One of the last great American newspaper wars ended yesterday when Hearst Corp. announced that it is buying the San Francisco Chronicle and putting its own, weaker paper, the San Francisco Examiner, up for sale.

If no one buys the afternoon Examiner, whose circulation has dropped by more than half to 111,018, Hearst plans to combine it with the morning Chronicle, whose daily sales of 475,244 make it Northern California's largest newspaper. That would wipe out San Francisco as one of the last major two-newspaper towns, leaving a New York-based chain in charge of the sole remaining paper.

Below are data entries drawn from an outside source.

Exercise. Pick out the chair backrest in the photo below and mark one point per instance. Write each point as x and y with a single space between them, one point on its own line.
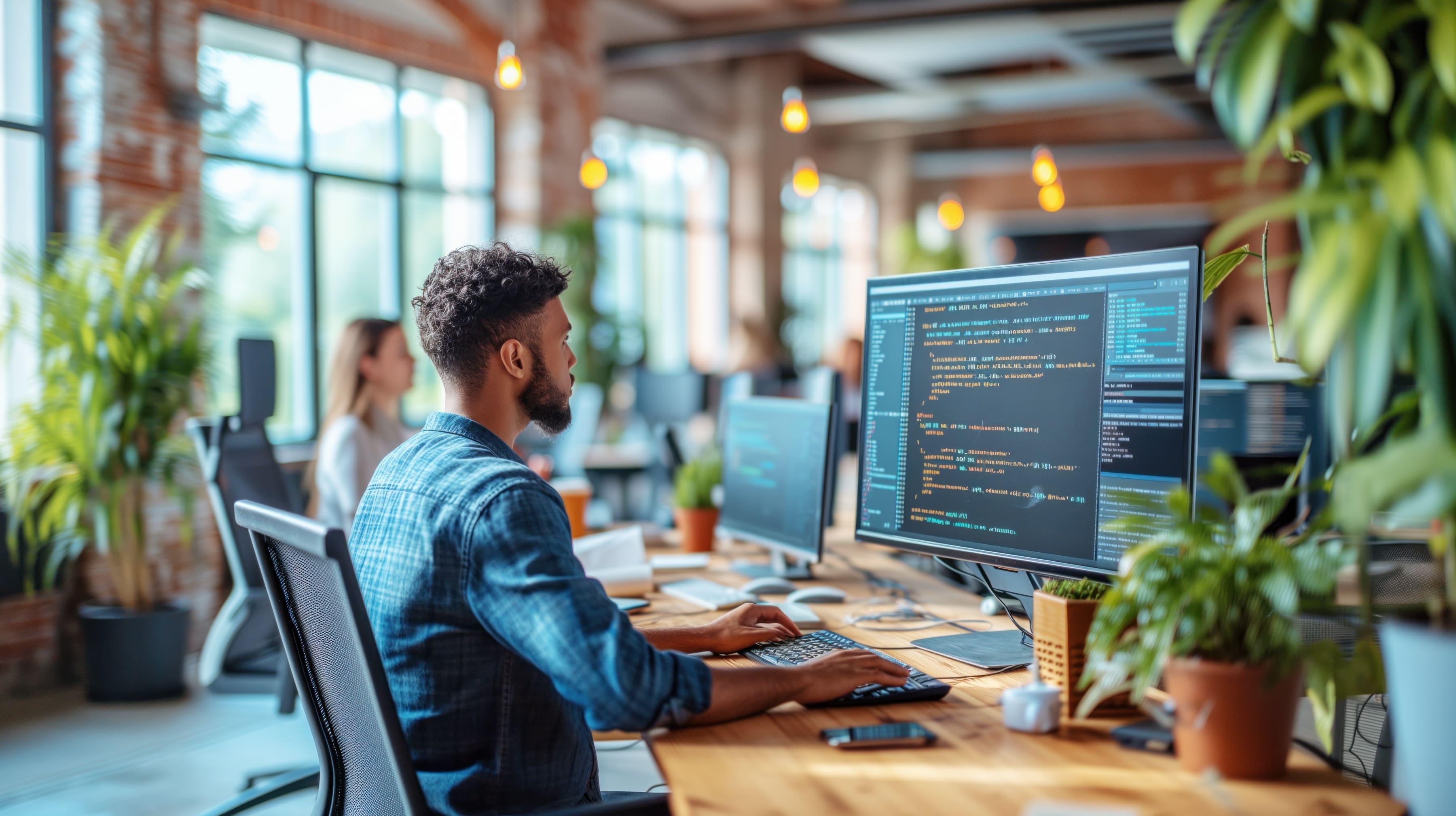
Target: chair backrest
239 465
364 765
571 446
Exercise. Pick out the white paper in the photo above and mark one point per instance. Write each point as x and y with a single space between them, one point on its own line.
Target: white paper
625 582
679 562
612 549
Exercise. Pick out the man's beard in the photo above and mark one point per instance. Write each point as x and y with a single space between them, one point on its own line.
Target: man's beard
545 404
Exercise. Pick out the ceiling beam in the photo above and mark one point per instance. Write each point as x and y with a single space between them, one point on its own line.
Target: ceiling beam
480 32
940 165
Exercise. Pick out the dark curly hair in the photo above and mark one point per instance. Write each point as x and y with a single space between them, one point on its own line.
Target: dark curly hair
475 300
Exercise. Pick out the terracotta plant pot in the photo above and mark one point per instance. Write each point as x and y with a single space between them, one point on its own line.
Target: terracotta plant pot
1060 629
695 526
1231 718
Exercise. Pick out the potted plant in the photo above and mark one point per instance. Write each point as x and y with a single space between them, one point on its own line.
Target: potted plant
695 512
1209 604
120 361
1365 95
1063 611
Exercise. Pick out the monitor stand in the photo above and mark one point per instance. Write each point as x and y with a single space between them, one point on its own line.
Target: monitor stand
992 649
778 567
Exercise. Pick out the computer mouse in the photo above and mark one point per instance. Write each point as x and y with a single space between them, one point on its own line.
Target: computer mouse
819 596
769 585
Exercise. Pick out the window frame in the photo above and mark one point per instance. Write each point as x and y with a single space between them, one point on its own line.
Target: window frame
397 182
46 53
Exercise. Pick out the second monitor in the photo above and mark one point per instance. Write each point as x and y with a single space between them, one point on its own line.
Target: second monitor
777 475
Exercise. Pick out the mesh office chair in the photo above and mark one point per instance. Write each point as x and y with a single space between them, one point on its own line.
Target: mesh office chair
364 765
242 652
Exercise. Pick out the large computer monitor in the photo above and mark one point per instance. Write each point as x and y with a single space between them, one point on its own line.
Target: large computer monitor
1264 428
777 469
1008 414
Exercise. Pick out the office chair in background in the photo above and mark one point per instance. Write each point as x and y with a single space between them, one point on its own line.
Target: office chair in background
242 653
364 764
667 402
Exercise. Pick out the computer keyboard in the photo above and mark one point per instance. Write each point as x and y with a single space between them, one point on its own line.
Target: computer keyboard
921 686
707 594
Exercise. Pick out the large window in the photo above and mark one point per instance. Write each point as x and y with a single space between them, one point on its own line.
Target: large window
663 248
332 184
829 252
24 161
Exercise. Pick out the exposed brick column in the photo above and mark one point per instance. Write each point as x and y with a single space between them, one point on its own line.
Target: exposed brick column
761 156
544 126
129 112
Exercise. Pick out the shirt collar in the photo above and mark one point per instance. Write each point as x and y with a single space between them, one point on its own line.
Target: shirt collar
446 422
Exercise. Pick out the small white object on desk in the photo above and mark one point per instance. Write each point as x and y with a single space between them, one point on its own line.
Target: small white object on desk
1034 708
633 581
801 616
769 585
707 594
819 596
679 562
622 548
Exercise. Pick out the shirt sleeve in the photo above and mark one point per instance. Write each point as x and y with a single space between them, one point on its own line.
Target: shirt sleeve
529 591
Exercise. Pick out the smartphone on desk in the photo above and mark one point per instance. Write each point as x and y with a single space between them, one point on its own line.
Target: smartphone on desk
885 735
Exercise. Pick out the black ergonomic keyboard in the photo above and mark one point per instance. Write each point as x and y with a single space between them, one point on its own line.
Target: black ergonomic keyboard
918 689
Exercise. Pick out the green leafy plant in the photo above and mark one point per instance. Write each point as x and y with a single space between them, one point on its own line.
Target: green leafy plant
1223 587
1363 95
695 482
573 242
1085 590
120 366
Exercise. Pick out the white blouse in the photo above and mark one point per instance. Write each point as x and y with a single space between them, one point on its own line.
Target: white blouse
349 453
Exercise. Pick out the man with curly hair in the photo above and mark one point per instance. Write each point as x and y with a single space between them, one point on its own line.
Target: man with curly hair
502 653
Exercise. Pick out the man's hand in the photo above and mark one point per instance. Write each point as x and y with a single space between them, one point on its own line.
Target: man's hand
747 624
841 672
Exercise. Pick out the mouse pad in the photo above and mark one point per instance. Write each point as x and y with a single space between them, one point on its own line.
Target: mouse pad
983 649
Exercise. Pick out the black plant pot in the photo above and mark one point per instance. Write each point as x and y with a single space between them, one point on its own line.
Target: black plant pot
135 657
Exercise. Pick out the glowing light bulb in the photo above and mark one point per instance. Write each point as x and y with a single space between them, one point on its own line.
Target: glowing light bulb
593 172
796 117
1043 169
509 73
806 178
269 238
950 213
1052 197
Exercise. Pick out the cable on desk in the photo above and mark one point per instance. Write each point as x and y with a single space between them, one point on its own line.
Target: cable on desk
634 744
878 582
1001 671
1026 636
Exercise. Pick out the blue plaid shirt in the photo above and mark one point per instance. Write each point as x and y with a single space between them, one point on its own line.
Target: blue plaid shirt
502 653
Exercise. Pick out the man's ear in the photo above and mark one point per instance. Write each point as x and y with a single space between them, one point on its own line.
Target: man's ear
514 358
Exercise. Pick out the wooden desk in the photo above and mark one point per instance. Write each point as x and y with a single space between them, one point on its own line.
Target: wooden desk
777 764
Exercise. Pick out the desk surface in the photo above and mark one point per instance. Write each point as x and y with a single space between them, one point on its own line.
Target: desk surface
778 764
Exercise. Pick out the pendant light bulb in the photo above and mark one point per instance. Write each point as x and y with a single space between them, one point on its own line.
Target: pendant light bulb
1043 166
796 117
806 178
509 75
593 171
950 211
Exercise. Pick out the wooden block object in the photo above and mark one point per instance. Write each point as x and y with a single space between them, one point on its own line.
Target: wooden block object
1060 629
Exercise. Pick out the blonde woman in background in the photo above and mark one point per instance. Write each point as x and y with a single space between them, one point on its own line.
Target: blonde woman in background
370 372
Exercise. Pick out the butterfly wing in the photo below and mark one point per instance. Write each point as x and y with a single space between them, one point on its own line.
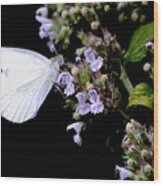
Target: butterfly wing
26 79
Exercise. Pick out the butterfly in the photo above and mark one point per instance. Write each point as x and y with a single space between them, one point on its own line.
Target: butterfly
26 79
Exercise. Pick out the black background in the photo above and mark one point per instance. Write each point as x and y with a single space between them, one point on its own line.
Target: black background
41 147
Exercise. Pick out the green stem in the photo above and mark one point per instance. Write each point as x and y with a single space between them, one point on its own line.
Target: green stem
125 79
126 117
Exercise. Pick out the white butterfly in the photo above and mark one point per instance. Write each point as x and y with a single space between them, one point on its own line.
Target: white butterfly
26 79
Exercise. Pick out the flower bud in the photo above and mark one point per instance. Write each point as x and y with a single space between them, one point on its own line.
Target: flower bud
130 162
142 18
106 8
76 116
144 153
89 86
84 11
65 14
147 67
95 25
134 16
74 70
122 17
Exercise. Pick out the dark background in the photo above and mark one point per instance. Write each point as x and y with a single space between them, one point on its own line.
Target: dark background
41 147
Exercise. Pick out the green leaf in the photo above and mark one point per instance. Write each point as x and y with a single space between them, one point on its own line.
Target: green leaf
141 95
137 49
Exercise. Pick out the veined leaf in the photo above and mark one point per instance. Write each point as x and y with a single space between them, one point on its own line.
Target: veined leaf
141 95
137 49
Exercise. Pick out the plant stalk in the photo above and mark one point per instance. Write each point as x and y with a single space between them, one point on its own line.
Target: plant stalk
125 79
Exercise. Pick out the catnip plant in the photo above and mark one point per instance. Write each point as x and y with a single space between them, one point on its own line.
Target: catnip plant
92 72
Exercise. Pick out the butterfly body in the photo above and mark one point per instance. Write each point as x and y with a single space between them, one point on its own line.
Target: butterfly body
26 79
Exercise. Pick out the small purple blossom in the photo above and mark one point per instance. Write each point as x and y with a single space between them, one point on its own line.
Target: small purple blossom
83 108
93 96
123 173
70 89
65 79
97 106
78 59
45 28
95 63
51 46
77 127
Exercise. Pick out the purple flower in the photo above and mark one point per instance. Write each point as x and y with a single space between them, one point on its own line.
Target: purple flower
42 11
65 79
83 108
43 20
45 28
51 46
70 89
77 127
97 105
123 173
95 63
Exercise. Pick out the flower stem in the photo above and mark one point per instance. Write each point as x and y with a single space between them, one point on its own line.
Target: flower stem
125 79
126 117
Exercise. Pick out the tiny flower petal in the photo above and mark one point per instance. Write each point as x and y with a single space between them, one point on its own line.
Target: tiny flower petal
78 59
77 139
93 96
97 108
51 46
42 11
89 55
65 78
77 127
81 97
123 173
83 109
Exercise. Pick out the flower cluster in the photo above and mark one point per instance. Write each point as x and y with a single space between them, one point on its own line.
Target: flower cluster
138 148
45 30
95 67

"I have very mixed feelings about this," said Chronicle Editor William German. "I have rooted for and fought for an organization absolutely independent of chain ownership. . . . It's not exactly a victory when you're being bought by the people you've competed against for half a century," he said.

"It's terrible to lose any newspaper voice," said Larry Kramer, a former Examiner editor who now runs CBS Marketwatch.com. "But in recent years, everyone [at the Examiner] had a sense of impending doom. . . . What you worry about is that the surviving paper loses its edge entirely."

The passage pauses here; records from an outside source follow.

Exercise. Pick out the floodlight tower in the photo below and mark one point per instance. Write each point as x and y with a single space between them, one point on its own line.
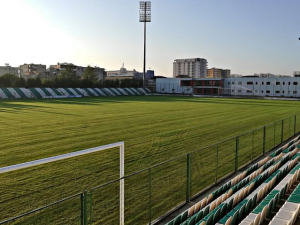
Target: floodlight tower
145 16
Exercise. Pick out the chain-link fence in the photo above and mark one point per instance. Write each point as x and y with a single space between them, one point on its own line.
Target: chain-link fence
153 192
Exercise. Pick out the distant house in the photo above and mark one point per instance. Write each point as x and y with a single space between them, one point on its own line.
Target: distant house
9 69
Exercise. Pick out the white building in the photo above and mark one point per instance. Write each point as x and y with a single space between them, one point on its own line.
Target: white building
263 86
195 67
240 86
9 69
122 73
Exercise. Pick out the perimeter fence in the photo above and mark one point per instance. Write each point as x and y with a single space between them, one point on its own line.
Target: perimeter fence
153 192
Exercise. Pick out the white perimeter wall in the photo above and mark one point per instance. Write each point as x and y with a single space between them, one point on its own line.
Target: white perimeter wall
257 86
263 86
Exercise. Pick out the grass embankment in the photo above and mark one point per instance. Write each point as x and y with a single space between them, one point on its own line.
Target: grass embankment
154 129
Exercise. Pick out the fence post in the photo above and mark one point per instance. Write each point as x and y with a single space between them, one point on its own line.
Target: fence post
252 146
188 177
217 159
295 122
264 141
91 207
236 153
282 131
84 208
150 196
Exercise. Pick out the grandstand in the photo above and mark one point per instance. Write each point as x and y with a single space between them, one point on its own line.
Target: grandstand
265 193
23 93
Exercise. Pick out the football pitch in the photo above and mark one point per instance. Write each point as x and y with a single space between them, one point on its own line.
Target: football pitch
154 128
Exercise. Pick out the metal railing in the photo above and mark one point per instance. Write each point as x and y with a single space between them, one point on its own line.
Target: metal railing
153 192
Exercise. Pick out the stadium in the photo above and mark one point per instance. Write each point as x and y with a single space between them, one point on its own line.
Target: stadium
160 159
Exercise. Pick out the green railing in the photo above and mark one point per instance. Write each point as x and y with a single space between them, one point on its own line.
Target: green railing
153 192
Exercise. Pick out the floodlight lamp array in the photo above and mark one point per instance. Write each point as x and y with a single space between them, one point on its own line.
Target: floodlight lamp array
145 11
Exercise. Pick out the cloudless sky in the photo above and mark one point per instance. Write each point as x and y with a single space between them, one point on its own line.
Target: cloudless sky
246 36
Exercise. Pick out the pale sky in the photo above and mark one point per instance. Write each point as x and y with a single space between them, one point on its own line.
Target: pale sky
246 36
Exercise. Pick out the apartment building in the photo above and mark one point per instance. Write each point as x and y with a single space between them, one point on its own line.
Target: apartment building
218 73
33 70
194 67
9 69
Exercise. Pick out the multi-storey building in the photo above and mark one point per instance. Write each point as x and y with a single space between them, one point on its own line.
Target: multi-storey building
241 86
122 73
78 70
218 73
195 67
9 69
33 70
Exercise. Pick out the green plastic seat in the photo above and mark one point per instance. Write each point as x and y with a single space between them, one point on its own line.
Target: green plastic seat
206 211
209 221
177 220
234 220
191 221
216 216
223 210
199 216
241 213
171 222
184 216
247 207
229 206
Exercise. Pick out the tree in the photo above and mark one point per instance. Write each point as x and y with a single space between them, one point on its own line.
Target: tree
8 80
90 75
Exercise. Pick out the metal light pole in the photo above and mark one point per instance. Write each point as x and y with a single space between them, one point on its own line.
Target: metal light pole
145 16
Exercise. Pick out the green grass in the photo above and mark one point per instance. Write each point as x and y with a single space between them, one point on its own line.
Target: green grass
154 129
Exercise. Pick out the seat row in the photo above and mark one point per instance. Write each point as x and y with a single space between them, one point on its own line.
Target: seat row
213 204
290 210
17 93
268 204
264 183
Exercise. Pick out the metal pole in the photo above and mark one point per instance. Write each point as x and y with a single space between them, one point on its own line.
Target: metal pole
217 159
282 131
144 48
295 122
252 146
122 181
236 153
150 197
85 208
188 178
264 141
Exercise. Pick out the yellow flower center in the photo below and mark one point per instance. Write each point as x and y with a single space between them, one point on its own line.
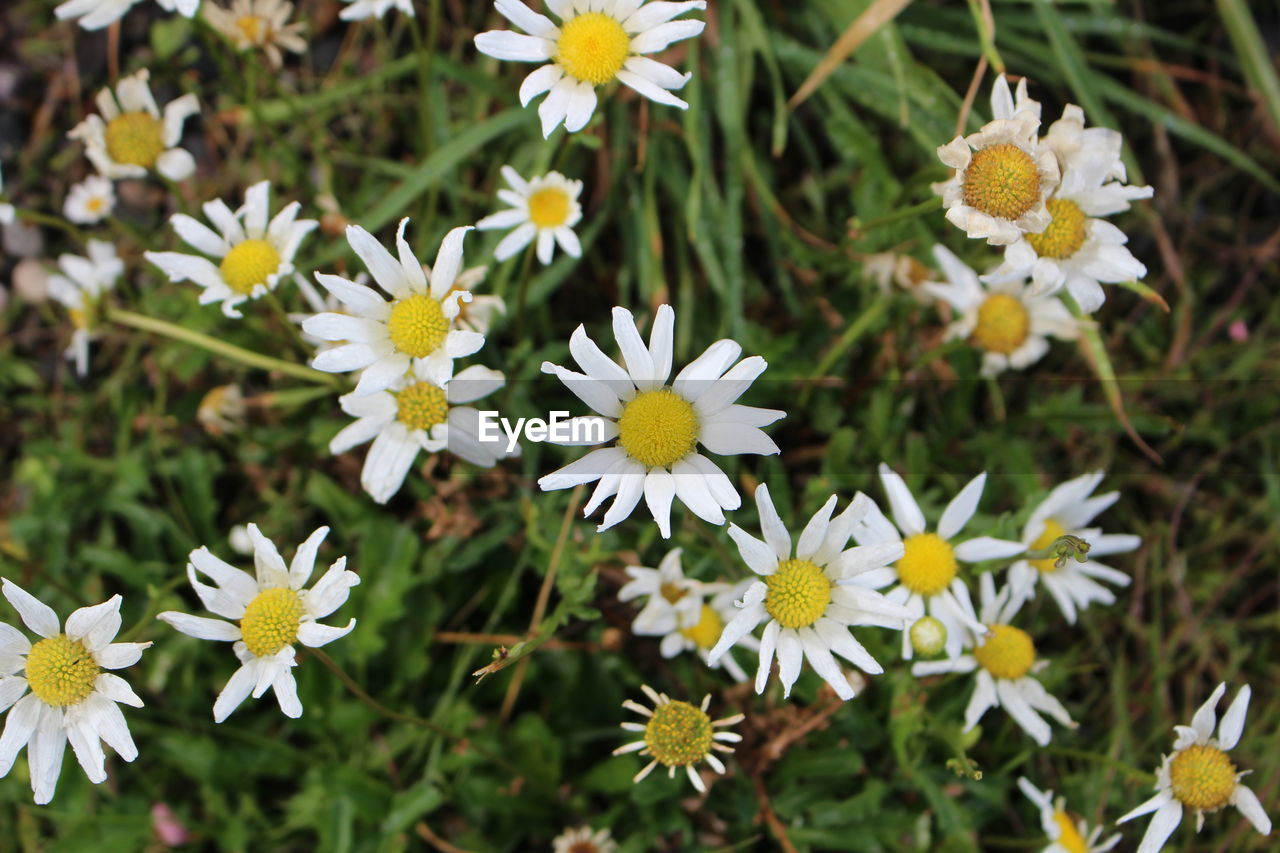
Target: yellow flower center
1052 530
250 264
672 592
708 629
799 593
254 28
658 428
272 621
928 564
1001 181
679 734
421 405
1008 653
1068 836
135 138
592 48
1002 324
548 208
60 671
1065 232
1203 778
417 325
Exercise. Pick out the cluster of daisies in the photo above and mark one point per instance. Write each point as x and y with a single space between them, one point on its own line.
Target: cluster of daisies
400 328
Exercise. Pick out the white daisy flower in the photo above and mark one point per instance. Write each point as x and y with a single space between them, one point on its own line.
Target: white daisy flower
543 208
1077 249
1200 775
90 201
80 287
679 734
1069 510
927 575
7 211
385 338
813 594
361 9
131 137
255 254
1004 173
417 414
259 23
1008 320
700 630
671 596
1064 834
71 699
658 427
584 840
1004 660
268 615
595 42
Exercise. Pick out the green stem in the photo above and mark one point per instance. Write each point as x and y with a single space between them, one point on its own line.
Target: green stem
219 347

Examiner editor Phil Bronstein and his staff declined to comment.

The Bay Area shootout has a colorful history, most recently including the Chronicle sniping over Bronstein's marriage to actress Sharon Stone. William Randolph Hearst took control of the Examiner in 1887, and the family kept it long after most of their other newspapers shut down. The Chronicle was founded in 1865 by Michael DeYoung, whose heirs have controlled it for the past 134 years.

Hearst has promised to offer jobs to all Examiner employees if the papers are combined. One likely reason for offering the Examiner for sale is to win approval from the Justice Department's antitrust division, which must be convinced the Examiner would otherwise fail.

The Chronicle and Examiner compete editorially but have been partners since 1965 in a joint operating agreement, a federally approved arrangement that allows them to combine business and printing activities and publish a joint Sunday paper. That agreement expires in 2005. Hearst is also buying the two papers' combined Web site.

New York, Boston, Washington, Chicago and Denver are among the last major cities with two competing newspapers not bound by a joint agreement. Over the past two decades, second papers have shut down in such major markets as Los Angeles, Philadelphia, Miami, Dallas and Houston.

Both the Chronicle and Examiner have gone head-to-head in San Francisco, with the Chronicle more dominant in the suburbs. But the morning paper has lost nearly 100,000 in daily sales since 1990.

The Chronicle's German could not resist noting that Hearst "is buying the Chronicle because the Chronicle is the successful newspaper." He said the deal could give the Chronicle the resources to open more bureaus and make other improvements once it is no longer splitting its profits 50-50 with the Examiner. It remains unclear who would edit the combined paper.

But many will miss the newspaper war. "It was fun journalism, and the competition is half of what made it fun," Kramer said.